In summary, we showed that acute myocarditis and symptoms of indeterminate chronic Chagas disease develop in dogs experimentally or naturally infected with T. cruzi isolates from southern State of Mexico. Further studies evaluating the pathogenicity of Zumpahuacan and other isolates in dogs would advance the development of a canine model of Chagas disease and enhance our understanding of the risk of T. cruzi infection and its potential impact on inhabitants in this region of Mexico.

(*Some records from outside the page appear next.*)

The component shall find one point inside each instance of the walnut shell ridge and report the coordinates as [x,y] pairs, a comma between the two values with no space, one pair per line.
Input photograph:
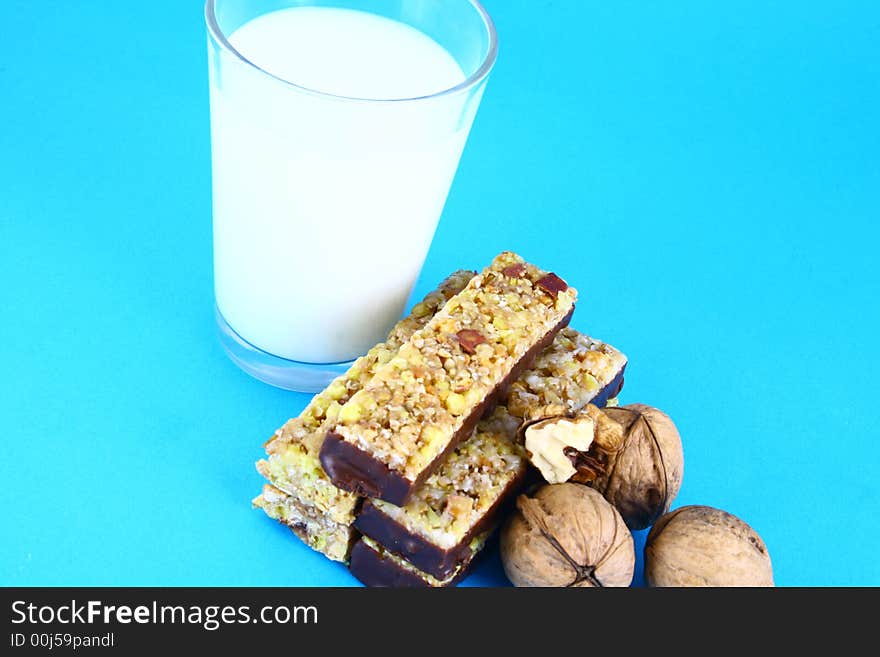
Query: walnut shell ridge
[567,535]
[703,546]
[642,478]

Financial support: This work was supported, in part, by grants from the Universidad Autónoma del Estado de México (UAEM) (2381/2006U) to J.C.V.C. and from the National Institutes of Health/National Institute of Allergy and Infectious Diseases (AI072538) and American Heart Association (0855059F) to N.J.G. J.G.E.F. is supported by National Institutes of Health Grant A125489 and 84863 from CONACYT Mexico.